Antik zamanlarda gök cisimlerinden etkilenerek dairesel olarak tekrarlayan zaman algılayışı, Hıristiyanlık ile mutlak sona doğru ilerleyen doğrusal bir hal alır; on dokuzuncu yüzyılda ise zaman geçmişi, şimdiyi ve kısmen geleceği içeren daha bütüncül yaklaşımla değerlendirilmeye başlanır. Böylece daha fazla anlam kazanır. Agamben bunu, “Anlam sadece bütünlüğü içindeki sürece aittir, asla noktasal ve firari şimdiye ait değildir,”[2] şeklinde tarif eder. Romanın da önerdiği gibi yaşam, doğumdan ölüme kadar belirli parçaların monte edilmesiyle de ortaya çıkabilir, tıpkı Agamben’in söylediği gibi: “Hiçbir şey bitmemiştir çünkü henüz başlamamıştır: bir başlangıç yoktur, çünkü her şey sondan başlar.”[3] Hikâyelerini anlatan insanların hatıraları birbirine karışır, yollar beklenmedik şekilde kesişir ve ortak anların kıymeti seneler sonra yapılan muhasebelerde meydana çıkar. Sonu bilinse dahi rastlantıların hayata yön veren eşikler olduğunu insan sonradan kavrar. Hep Sondan Başlar’da yaşamlarımız kendi özümüze doğru ilerleyen kutsal bir yolculuktur. Farklı coğrafyalarda kendimizi ararız.

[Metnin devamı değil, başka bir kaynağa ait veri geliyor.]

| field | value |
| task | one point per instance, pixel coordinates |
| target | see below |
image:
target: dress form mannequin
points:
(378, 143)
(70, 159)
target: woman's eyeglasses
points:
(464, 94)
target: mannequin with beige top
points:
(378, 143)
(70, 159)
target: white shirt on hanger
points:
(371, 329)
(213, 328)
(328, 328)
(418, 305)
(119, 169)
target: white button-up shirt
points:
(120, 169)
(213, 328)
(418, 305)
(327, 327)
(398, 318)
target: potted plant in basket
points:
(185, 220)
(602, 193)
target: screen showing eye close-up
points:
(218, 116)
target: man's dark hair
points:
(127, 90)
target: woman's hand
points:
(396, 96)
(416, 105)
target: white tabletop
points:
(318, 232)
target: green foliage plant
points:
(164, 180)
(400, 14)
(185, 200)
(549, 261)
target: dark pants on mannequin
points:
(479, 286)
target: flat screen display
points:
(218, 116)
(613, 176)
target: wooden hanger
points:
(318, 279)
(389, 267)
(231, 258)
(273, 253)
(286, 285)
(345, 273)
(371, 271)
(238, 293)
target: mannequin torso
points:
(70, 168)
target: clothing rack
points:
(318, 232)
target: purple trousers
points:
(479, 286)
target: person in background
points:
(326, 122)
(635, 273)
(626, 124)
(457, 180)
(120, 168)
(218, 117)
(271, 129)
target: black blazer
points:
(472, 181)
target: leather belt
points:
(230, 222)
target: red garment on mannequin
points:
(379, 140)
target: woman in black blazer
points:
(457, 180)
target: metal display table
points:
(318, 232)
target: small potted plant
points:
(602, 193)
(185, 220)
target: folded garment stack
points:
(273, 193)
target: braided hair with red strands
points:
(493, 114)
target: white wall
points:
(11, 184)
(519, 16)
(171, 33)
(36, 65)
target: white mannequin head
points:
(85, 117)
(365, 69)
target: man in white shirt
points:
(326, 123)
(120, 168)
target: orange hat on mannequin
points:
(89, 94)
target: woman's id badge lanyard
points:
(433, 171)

Meğer hiçbir yer öyle tanınamazmış; meğer yürünmezse, ayaklar sokaklara değmezse, kentler anlaşılamazmış. Her insanla farklı mı yaşanırmış bir şehir?[4]

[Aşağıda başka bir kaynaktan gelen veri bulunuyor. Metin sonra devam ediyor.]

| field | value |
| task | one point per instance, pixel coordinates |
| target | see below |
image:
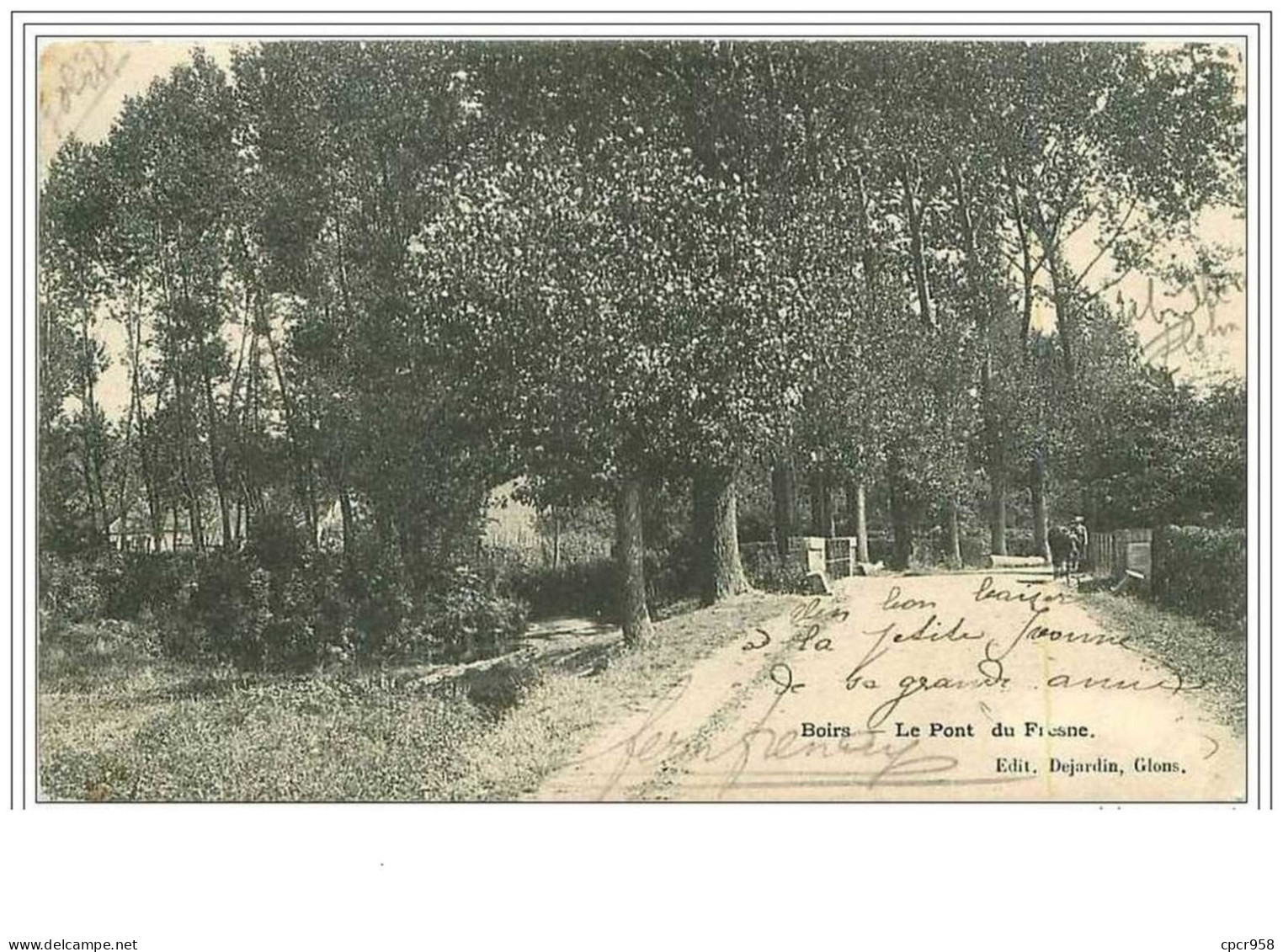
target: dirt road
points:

Bir yürüyüş esnasında insan, alternatiflerden birkaçını seçerek bazı olasılıkları eyleme döker. De Certeau’nun dediği gibi, yürüyen kimse aynı zamanda seçim yapandır. Romanda hayat verilen Zerrin daha önceleri Londra’yı görmesine rağmen bu şehri yeterince anlamadığını fark eder. Yaptığı seçimlerin neticesinde Londra caddelerinde yürüyerek hayata ve kendine dair bambaşka bir bakış geliştirir. Bir kentin nasıl yaşandığını, o kentte daha önce hiç yaşamadığı ihtirasların olabileceğini, sevgiyi ve özgürlüğü öğrenir. Zamanla bu kentten ruhuna sıcaklık veren bir cottage yaratmayı da başarır, kendi tercihleri ile hayatını dönüştürdüğü gibi mekânı yürüyerek, yeri geldiğinde orada sükûnetle eriyerek, yüzeysel ilişkilerinden sıyrılıp kendi değerini fark eder. Zerrin aynı zamanda tüm yönleri tüketim pratiğine bağımlı kılmış amaçsız hayatında giderek sıkıştığını hisseder ve harekete geçer, yaptığı seçimlerle sadeleşerek hayallerini gerçeğe dönüştürür. Zerrin’in bu kararlı tutumu ve sadeliği, kadının kendi varlığını tüketimde ve erkekler üzerinden aramasının anlamsızlığına bir meydan okuyuştur.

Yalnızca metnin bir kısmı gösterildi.